This repository contains my machine learning models implementation code using streamlit in the Python programming language.
Visit the official website of PyCharm: JetBrains PyCharm
Download PyCharm according to your platform:
-
Community Version
- Free and open-source.
- Available for download at the end of the PyCharm website.
- Setup via the setup wizard.
-
Professional Version
- Available at the top of the PyCharm website.
- Download and follow setup instructions.
- Choose between free trial or paid version.
- Virtual Environment: Each project has its own virtual environment for installing libraries.
- File Types: Supports script files, text files, and Jupyter Notebooks.
- Execution: Press
Shift+F10
(Windows) to execute the current file. - Output: Results appear in the Console; installations are managed in the terminal.
- Streamlit is a Python framework for deploying machine learning models and other Python projects.
- It simplifies frontend development by offering predefined functions for frontend components.
To install Streamlit, run the following command in your terminal:
pip install streamlit
- Deploy any machine learning model or Python project with ease.
- Streamlit handles the frontend so you can focus on the backend logic.
- It's user-friendly and ideal for quick prototyping and deployments.
Make Sure all dependencies are already satisfied before running the app.
- We can Directly run streamlit app with the following command-
streamlit run app.py
where app.py is the name of file containing streamlit code.
By default, streamlit will run on port 8501.
Also we can execute multiple files simultaneously and it will be executed in next ports like 8502 and so on.
- Navigate to URL http://localhost:8501
You should be able to view the homepage of your app.
🌟 Project and Models will change but this process will remain the same for all Streamlit projects.
- Visit the official website of streamlit :
- Now make an account with GitHub.
- Now add all the code in Github repository.
- Go to streamlit and there is an option for new deployment.
- Type your Github repository name and specify the file name.

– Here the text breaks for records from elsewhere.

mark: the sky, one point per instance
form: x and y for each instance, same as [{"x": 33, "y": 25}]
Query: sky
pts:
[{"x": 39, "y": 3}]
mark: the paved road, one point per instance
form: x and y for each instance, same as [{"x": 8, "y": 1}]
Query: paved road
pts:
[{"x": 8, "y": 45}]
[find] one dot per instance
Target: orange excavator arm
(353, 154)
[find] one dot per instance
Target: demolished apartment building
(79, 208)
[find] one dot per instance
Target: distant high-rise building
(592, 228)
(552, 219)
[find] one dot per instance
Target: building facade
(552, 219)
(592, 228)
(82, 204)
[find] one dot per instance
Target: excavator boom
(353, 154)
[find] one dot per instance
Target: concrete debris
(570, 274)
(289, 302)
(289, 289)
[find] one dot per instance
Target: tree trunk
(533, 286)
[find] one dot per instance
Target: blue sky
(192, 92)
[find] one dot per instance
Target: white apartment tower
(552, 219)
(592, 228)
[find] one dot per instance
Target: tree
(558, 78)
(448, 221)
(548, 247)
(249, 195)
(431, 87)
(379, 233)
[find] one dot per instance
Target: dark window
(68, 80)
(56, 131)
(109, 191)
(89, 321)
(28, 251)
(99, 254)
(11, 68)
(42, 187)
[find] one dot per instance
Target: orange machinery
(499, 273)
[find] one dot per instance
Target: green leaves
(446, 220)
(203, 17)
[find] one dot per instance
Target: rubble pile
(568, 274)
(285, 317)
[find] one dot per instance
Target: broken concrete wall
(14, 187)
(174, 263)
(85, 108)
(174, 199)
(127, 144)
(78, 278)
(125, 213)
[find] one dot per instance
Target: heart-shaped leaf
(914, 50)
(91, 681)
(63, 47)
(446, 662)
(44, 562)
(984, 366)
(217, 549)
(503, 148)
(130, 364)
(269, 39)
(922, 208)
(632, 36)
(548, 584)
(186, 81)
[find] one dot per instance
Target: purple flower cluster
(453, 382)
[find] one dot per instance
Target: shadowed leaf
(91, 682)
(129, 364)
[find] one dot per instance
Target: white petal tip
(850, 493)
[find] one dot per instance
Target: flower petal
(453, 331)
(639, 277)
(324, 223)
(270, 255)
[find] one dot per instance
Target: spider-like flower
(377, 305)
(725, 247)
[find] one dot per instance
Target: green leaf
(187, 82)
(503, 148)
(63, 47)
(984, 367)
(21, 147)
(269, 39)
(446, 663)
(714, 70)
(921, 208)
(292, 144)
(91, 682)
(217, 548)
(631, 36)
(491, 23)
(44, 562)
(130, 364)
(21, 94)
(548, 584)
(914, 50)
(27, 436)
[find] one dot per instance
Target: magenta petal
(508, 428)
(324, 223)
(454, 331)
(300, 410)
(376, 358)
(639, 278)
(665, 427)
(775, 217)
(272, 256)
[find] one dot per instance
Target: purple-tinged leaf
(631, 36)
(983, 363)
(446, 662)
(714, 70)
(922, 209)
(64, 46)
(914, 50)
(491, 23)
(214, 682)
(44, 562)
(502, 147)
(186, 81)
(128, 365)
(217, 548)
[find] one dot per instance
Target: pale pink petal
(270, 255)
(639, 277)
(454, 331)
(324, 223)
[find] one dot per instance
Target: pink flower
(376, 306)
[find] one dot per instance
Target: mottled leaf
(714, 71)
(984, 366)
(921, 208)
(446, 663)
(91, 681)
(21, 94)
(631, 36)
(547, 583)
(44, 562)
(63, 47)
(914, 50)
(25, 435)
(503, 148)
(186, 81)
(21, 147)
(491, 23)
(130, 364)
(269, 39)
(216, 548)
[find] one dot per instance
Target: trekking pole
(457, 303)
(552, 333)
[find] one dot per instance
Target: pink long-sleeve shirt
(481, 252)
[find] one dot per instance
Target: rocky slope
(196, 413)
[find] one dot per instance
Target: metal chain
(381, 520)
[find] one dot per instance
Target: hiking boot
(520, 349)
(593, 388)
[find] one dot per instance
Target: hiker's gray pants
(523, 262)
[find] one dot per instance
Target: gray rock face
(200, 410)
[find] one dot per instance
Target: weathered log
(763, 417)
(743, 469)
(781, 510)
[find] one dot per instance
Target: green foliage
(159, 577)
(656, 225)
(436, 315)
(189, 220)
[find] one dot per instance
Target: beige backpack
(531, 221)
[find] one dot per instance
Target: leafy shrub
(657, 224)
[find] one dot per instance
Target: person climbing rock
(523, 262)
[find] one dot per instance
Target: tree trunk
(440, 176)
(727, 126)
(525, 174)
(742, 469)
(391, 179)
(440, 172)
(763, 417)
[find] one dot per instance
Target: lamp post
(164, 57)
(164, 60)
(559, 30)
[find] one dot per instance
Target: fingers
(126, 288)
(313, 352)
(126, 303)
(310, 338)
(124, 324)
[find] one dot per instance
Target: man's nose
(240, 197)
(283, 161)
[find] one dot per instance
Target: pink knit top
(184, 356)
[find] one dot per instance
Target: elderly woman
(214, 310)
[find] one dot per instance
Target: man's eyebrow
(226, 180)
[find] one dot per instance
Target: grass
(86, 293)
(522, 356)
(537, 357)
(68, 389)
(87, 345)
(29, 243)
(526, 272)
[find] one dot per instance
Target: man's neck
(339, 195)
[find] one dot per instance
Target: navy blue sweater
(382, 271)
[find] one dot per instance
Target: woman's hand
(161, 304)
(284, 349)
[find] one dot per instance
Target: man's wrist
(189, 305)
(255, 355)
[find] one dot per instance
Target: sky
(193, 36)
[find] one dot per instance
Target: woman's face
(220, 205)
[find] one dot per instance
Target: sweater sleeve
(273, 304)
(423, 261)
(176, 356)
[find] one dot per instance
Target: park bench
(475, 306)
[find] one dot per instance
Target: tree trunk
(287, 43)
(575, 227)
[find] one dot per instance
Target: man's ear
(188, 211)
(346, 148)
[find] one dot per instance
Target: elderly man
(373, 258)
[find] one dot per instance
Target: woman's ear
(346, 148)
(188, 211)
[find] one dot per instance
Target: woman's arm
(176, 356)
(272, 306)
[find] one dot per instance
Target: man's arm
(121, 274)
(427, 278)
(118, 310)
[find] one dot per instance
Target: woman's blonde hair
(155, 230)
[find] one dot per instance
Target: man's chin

If you name your file as streamlit_app it will directly access it else you have to specify the path.
- Now also make sure you upload all your libraries and requirement name in a requirement.txt file.
- Version can also be mentioned like this python==3.9.
- When we mention version in the requirement file streamlit install all dependencies from there.
- If everything went well our app will be deployed on web and you can share the link and access the app from all browsers.
- Complete Description about the project and resources used.
- Developed a Streamlit website allowing application of multiple supervised learning algorithms on various datasets.
- Implemented Data Visualization to illustrate the algorithms' performance on the datasets.
- Deployed the website using Streamlit.
- Visit the website: ML Algorithms on Inbuilt and Kaggle Datasets
- Basically supervised learning is when we teach or train the machine using data that is well-labelled.
- Which means some data is already tagged with the correct answer.
- After that, the machine is provided with a new set of examples (data) so that the supervised learning algorithm analyses the training data (set of training examples) and produces a correct outcome from labeled data.
- K-Nearest Neighbours is one of the most basic yet essential classification algorithms in Machine Learning.
- It belongs to the supervised learning domain and finds intense application in pattern recognition, data mining, and intrusion detection.
- In this algorithm, we identify categories based on neighbors.
- The main idea behind SVMs is to find a hyperplane that maximally separates the different classes in the training data.
- This is done by finding the hyperplane that has the largest margin, which is defined as the distance between the hyperplane and the closest data points from each class.
- Once the hyperplane is determined, new data can be classified by determining on which side of the hyperplane it falls.
- SVMs are particularly useful when the data has many features, and/or when there is a clear margin of separation in the data.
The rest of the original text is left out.